APENSO INDONESIA

header ads

Universitas, Sekolah dan Zonasi

Opini:



Universitas, Sekolah dan Zonasi
Oleh: Daniel Mohammad Rosyid

Sebulan terakhir ini dunia pendidikan dihebohkan oleh kebijakan sekolah zonasi yang diprakarsai oleh Mendikbud Muhajir Efendi. Kemudian, Mendikbud juga mendesak Menristekdikt M. Nasir agar menyesuaikan penerimaan mahasiswa baru dengan kebijaksanaan zonasi ini. Saya perlu memberi beberapa catatan kritis atas kebijakan ini.

Jika kebijakan ini dimaksudkan untuk memeratakan mutu pendidikan, maka mungkin ini akan berhasil. Pemerintah mungkin mampu memeratakan mutu prasarana dan sarana serta guru sehingga setiap murid cukup bersekolah ke sekolah yang  terdekat dari rumah masing-masing. Tapi pemerataan mutu guru sebagai manusia tidak semudah memeratakan prasarana dan sarana sekolah yg bersifat fisik. Kemudian, mutu *pendidikan sebagai jasa* masih banyak ditentukan oleh *interaksi dengan murid*, dan untuk pendidikan dasar juga akan ditentukan oleh interaksi dengan wali murid. Guru bermutu akan kesulitan menghadapi murid yg tidak siap bersekolah.

Namun *pemerintah seringkali menempuh kebijakan pragmatis*. Melalui persekolahan sebagai instrumen teknokratik, Pemerintah menggunakan kebijakan _supply-side_ berskala masif. Pendidikan diubah menjadi *persekolahan paksa massal*. Jika tidak diantisipasi, ini bisa menjadi proses pendunguan ( _dumbing down_ ) terstruktur, sistemik dan masif. Banyak survey menunjukkan bahwa dari 10 anak usia sekolah, hanya 2 atau 3 anak yang cocok dengan pola persekolahan untuk pendidikan mereka. Kebanyakan anak justru memerlukan layanan pendidikan yang lebih luwes tidak sekaku persekolahan.
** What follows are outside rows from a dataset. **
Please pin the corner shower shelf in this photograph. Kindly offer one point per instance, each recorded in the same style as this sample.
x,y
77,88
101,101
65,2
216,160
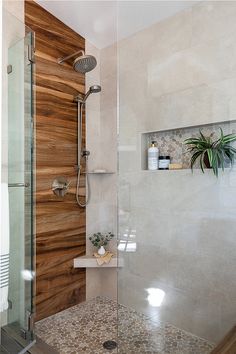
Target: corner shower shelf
x,y
90,262
101,172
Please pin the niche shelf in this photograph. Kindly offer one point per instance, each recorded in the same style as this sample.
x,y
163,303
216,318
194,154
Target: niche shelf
x,y
90,262
170,142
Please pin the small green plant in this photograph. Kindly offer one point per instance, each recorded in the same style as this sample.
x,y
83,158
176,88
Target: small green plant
x,y
212,154
100,239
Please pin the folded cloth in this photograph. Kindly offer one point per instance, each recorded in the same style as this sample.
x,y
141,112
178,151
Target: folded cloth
x,y
4,248
105,258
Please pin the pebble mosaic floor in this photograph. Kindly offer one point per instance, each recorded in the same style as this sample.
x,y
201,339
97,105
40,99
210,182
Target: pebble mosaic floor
x,y
84,327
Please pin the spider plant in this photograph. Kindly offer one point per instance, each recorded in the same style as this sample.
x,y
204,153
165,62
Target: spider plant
x,y
212,154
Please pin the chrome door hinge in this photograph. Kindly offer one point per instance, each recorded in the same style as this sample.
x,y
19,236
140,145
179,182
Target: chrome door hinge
x,y
31,54
9,69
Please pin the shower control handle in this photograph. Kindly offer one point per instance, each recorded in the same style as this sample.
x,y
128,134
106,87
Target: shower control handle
x,y
85,153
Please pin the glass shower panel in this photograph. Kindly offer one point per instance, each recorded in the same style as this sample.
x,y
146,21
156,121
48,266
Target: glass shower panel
x,y
20,183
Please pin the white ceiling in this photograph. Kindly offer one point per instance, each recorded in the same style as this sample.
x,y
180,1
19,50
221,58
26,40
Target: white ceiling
x,y
103,22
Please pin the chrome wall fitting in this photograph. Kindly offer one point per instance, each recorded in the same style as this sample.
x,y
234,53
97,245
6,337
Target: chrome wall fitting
x,y
60,186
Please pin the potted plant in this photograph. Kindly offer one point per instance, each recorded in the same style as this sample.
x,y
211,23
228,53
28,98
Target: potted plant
x,y
100,240
212,154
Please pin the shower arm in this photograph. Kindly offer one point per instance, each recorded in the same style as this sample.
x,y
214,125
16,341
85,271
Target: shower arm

Seharusnya pemerintah lebih mengadopsi kebijakan yang lebih mementingkan *relevansi, bukan mutu* berbasis standard. Untuk memastikan relevansi, kebijakan pendidikan harus lebih _demand-side_ yang lebih rumit. Kebutuhan pendidikan masyarakat bisa sangat beragam. Bakat dan minat mereka juga sangat beragam. Ini berarti *pendidikan lebih baik diarahkan pada perluasan kesempatan belajar* (bukan perluasan persekolahan) secara informal dan non-formal terutama yang berbasis masyarakat secara luwes dan lentur. Seperti spons, pendidikan semacam ini akan menyerap lebih banyak warga belajar daripada persekolahan yang kaku.

*Universitas yang bermutu tidak mungkin dicapai melalui kebijakan zonasi*. Mutu universitas sangat ditentukan oleh keragaman asal dan budaya mahasiswanya. Kolam mahasiswa yang homogen (lokal) akan kesulitan menghasilkan kreativitas yang dibutuhkan oleh universitas untuk unggul. Artinya, *tuntutan keragaman justru semakin tinggi untuk jenjang pendidikan yang makin tinggi*. Sebagai contoh, Jakarta, Bandung dan Jogya adalah kawasan heterogen yang subur bagi kreativitas yang sangat dibutuhkan oleh universitas unggulan.